Он попытался вообразить себя покинутым, предоставленным самому себе на нескончаемо долгое время. Разум отверг эту мысль, и Келексель почувствовал укол жалости к Фраффину.
— Сейчас, — сказал Фраффин. — Время подошло.
«Неужели он подстрекает меня обвинить его? — удивился Келексель. — Это невозможно!»
— Имею удовольствие сообщить вам, — сказал Фраффин, — что у вас будет еще один отпрыск.
Келексель сидел с вытаращенными глазами, ошеломленный. Он попытался что-то сказать, но язык не подчинялся. Через некоторое время он вновь обрел дар речи, прохрипел:
— Но откуда вы…
— О, конечно же, это произойдет не законно утвержденным способом, — сказал Фраффин. — Не будет ни маленькой деликатной операции, ни оптимального выбора донора яйцеклетки из банков в яслях Главенства. Ничего столь обыденного.
— Что вы…
— Ваша туземная наложница, — сказал Фраффин. — Вы оплодотворили ее. Она будет вынашивать ваше дитя… старинным способом, как мы делали когда-то давно, еще до того, как Главенство не упорядочило этот процесс.

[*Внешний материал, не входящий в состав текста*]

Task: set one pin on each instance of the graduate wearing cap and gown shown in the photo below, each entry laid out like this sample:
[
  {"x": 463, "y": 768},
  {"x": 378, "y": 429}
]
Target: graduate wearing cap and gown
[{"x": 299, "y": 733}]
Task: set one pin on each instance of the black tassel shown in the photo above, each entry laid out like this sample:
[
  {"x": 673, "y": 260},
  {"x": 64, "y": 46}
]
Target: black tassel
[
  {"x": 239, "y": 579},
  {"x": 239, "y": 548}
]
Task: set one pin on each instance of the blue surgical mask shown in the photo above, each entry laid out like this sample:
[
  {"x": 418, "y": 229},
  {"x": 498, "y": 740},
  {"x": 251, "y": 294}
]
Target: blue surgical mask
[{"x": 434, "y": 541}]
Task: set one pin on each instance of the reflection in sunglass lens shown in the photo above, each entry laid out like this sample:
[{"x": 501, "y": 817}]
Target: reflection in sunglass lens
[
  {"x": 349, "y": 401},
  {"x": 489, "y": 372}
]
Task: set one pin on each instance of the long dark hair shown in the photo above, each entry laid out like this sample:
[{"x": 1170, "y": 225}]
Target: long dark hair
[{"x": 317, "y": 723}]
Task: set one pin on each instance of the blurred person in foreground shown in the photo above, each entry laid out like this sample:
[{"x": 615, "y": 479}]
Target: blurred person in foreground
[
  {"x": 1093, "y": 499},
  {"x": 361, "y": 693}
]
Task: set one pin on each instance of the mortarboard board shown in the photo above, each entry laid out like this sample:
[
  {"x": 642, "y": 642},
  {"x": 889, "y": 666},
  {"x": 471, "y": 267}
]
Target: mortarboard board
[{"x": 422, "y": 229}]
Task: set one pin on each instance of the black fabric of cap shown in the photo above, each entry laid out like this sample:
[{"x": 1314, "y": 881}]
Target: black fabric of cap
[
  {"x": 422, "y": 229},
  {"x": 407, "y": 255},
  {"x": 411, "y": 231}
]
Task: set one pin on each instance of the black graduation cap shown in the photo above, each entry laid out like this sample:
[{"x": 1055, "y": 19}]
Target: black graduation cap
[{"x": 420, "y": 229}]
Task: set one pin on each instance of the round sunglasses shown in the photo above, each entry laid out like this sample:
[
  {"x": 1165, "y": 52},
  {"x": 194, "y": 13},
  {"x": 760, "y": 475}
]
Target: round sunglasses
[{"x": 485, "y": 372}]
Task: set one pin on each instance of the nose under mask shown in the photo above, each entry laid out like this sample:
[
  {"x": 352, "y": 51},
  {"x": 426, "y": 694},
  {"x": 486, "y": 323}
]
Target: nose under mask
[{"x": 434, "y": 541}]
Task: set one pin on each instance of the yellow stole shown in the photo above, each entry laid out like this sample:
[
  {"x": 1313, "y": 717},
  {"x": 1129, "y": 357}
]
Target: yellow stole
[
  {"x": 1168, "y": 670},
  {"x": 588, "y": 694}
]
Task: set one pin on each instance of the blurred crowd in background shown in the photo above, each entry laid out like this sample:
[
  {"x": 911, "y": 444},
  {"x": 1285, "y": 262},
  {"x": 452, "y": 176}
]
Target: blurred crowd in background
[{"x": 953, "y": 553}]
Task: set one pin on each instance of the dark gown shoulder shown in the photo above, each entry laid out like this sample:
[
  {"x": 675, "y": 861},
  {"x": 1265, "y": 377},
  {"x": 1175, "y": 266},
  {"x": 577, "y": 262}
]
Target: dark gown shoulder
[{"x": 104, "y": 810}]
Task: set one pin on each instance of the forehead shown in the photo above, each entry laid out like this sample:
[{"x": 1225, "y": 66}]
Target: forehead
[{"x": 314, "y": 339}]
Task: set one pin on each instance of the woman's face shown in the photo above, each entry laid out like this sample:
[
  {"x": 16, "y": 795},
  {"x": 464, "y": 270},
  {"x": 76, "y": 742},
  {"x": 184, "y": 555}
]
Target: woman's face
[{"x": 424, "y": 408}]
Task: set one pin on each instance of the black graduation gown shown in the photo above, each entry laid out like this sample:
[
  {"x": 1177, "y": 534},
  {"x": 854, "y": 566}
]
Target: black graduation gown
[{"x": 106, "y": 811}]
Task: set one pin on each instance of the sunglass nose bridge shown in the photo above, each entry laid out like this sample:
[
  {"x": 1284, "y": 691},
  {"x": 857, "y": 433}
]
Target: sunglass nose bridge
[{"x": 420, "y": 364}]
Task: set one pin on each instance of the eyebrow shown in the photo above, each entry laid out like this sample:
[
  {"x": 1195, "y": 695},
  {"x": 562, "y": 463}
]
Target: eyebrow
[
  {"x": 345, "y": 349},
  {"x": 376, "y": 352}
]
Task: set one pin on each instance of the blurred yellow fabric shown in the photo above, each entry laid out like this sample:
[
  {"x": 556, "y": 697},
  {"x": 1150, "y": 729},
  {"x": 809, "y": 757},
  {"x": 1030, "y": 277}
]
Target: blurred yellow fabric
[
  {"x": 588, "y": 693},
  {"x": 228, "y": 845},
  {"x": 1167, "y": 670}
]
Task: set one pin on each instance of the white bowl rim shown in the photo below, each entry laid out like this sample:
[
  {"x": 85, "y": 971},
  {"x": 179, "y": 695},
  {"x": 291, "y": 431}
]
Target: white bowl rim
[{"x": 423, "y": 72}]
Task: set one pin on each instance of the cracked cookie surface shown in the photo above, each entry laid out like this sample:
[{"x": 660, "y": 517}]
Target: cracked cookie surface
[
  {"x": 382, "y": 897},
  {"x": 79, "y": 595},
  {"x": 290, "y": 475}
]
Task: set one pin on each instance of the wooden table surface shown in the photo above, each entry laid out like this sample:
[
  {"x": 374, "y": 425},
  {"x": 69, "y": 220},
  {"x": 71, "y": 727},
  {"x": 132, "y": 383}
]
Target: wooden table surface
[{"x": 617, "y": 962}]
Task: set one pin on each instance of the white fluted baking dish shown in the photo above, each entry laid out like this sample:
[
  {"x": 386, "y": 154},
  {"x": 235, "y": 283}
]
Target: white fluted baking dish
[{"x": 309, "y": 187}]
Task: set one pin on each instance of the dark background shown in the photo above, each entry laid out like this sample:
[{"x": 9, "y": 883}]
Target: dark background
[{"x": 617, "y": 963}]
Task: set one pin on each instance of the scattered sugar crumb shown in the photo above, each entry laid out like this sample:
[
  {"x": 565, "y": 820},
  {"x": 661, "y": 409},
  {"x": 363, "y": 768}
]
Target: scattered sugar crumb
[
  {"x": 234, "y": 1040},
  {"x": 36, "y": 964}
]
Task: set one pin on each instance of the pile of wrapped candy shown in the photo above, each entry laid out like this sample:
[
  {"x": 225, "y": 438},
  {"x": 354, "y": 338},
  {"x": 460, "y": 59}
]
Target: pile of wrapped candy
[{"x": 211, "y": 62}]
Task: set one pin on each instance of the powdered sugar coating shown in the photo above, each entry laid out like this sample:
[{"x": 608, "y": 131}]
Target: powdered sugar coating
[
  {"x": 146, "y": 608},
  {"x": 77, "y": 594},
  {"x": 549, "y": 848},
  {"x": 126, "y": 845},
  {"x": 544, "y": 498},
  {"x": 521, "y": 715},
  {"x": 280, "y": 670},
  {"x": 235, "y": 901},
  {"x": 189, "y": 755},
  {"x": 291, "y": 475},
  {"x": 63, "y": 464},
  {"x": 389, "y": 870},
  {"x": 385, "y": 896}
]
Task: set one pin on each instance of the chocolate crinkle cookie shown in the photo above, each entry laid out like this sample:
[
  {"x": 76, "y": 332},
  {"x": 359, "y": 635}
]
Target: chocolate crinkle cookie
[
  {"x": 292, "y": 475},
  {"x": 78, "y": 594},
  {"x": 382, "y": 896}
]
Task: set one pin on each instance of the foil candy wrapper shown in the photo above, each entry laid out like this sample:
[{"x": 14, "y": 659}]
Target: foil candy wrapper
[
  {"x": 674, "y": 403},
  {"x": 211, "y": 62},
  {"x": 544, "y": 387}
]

— Это… это невозможно, — прошептал Келексель.
— Отчего же, — возразил Фраффин. — Видите ли, дело в том, что это планета, полная диких чемов.
Келексель сидел молча, пытаясь постичь зловещую красоту откровения Фраффина, видя жизнь за этими словами, видя все происходящее здесь таким, каким должен был увидеть с самого начала. Преступление было таким простым. Таким простым! Как только Келексель преодолел ментальный барьер, не позволявший думать о подобных вещах, как все стало на места. Это было преступление, соответствовавшее уровню Фраффина, преступление, которое никакому другому чему и в голову бы не пришло. На Келекселя нахлынуло чувство извращенного восхищения Фраффином.
— Вы думаете, что вам стоит лишь обвинить меня, как Главенство все устроит, — сказал Режиссер. — Подумайте о последствиях. Существ с этой планеты стерилизуют, чтобы не портили родословную чемов. Планету забросят до тех пор, пока мы не сможем найти ей достойное применение. Ваш новый отпрыск, полукровка, разделит судьбу остальных.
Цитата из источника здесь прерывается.